The oaths of fealty and allegiance tendered in the church of St. Peter riveted upon Scotland the yoke of feudal dependance; but her Church was destined to vindicate with success her ecclesiastical liberties, and to evade the claims of the English metropolitans, which a special clause in the convention of Falaise had, to all appearance, triumphantly established. The contest which embittered the whole of the reign of Alexander, seems to have slumbered in the days of David, to break out afresh in the time of his eldest grandson, Malcolm, when the papal chair was occupied by Nicolas Breakespear, under the title of Adrian IV., the only Englishman who ever rose to be the head of the Church of Rome.[417] His partiality to the land of his nativity was frequently manifested, and availing himself of the papal claim to dominion over all the islands, founded upon the imaginary Donation of Constantine, he willingly lent himself to the ambitious policy of Henry, authorising that king to conquer, and exact obedience from, the people of Ireland for the advancement of the interests of the Roman Church.[418] It is also probable that Adrian was inclined to favour the pretensions of the English metropolitans to the obedience of the Scottish bishops; for, immediately upon his death, a mission was dispatched to the next pope, A. D. 1159. and the successive appointments of the bishops of Moray and St. Andrews to the office of papal legate for Scotland guaranteed, for the time, the independence of the Scottish Church.[419]
Upon the death of the bishop of St. Andrews, Roger, archbishop of York—the same prelate who was the rival and opponent of Becket—obtained the office of legate for England, A. D. 1163.and repaired to Norham towards the close of Malcolm’s reign, to summon the Scottish bishops to submit to his pretensions. Ingelram the archdeacon, and Solomon the dean of Glasgow, with Walter, prior of Kelso, were deputed to maintain the liberties of their Church; both parties appealed to Rome, and the Scots achieved a notable triumph when Ingelram was consecrated to the bishopric of Glasgow in spite of the opposition of the archbishop.[420]

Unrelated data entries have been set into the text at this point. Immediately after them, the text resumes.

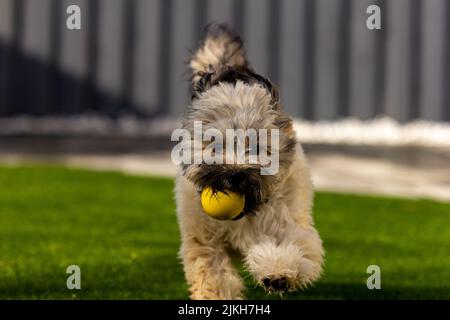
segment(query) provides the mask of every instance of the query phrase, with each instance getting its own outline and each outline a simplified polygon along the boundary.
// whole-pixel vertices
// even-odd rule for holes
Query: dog
[[[268,294],[306,288],[322,273],[324,250],[311,213],[310,171],[278,88],[252,70],[242,40],[224,24],[206,27],[189,65],[192,101],[181,128],[193,132],[194,122],[201,121],[221,132],[279,132],[278,148],[271,150],[279,156],[276,174],[261,174],[260,163],[180,166],[175,183],[179,255],[191,299],[244,299],[236,256]],[[207,186],[243,195],[242,213],[226,221],[205,214],[200,197]]]

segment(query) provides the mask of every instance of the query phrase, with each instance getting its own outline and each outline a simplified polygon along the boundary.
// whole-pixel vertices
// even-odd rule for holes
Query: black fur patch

The dispute again languished until the concessions recently extorted from William appeared to deal a death-blow to all the liberties of Scotland. A. D. 1176. A great council was held at Northampton in the January after the meeting at York, at which, in obedience to a summons from his suzerain, William was in attendance with the bishops, abbots, and other ecclesiastical dignitaries of his kingdom, as liege subjects of the English king; and at the conclusion of the council the Scottish clergy were commanded, upon their allegiance, and in virtue of the oath which they had already sworn, to acknowledge their dependance upon the English Church. They denied that any such submission was due; and in reply to the assertion of the archbishop of York that the bishops of Glasgow and Galloway were rightfully his suffragans, Jocelyn of Glasgow, the spokesman of the Scottish party, affirmed that his see was “the daughter of Rome,” and consequently independent of all other authority.[421]
But the cause of the Scottish bishops was best served by the disputes of the English metropolitans, as the archbishop of Canterbury opposed the pretensions of his own see to the rival claims of York; and Henry, foreseeing that he would be called upon to decide between the archbishops, and dreading the very idea of another collision with a churchman, hastily dismissed the Scottish clergy without exacting from them any admission of canonical dependance upon either see.[422] Upon their return to Scotland a deputation immediately set out for Rome,[423] and in the course of the same year an injunction was obtained from the pope forbidding the archbishop of York to press his claims except before the Roman Court:[424] and twelve years later the dispute was finally set at rest by the declaration of Pope Clement III., that the Church of Scotland was in immediate dependance upon the see of Rome.[425]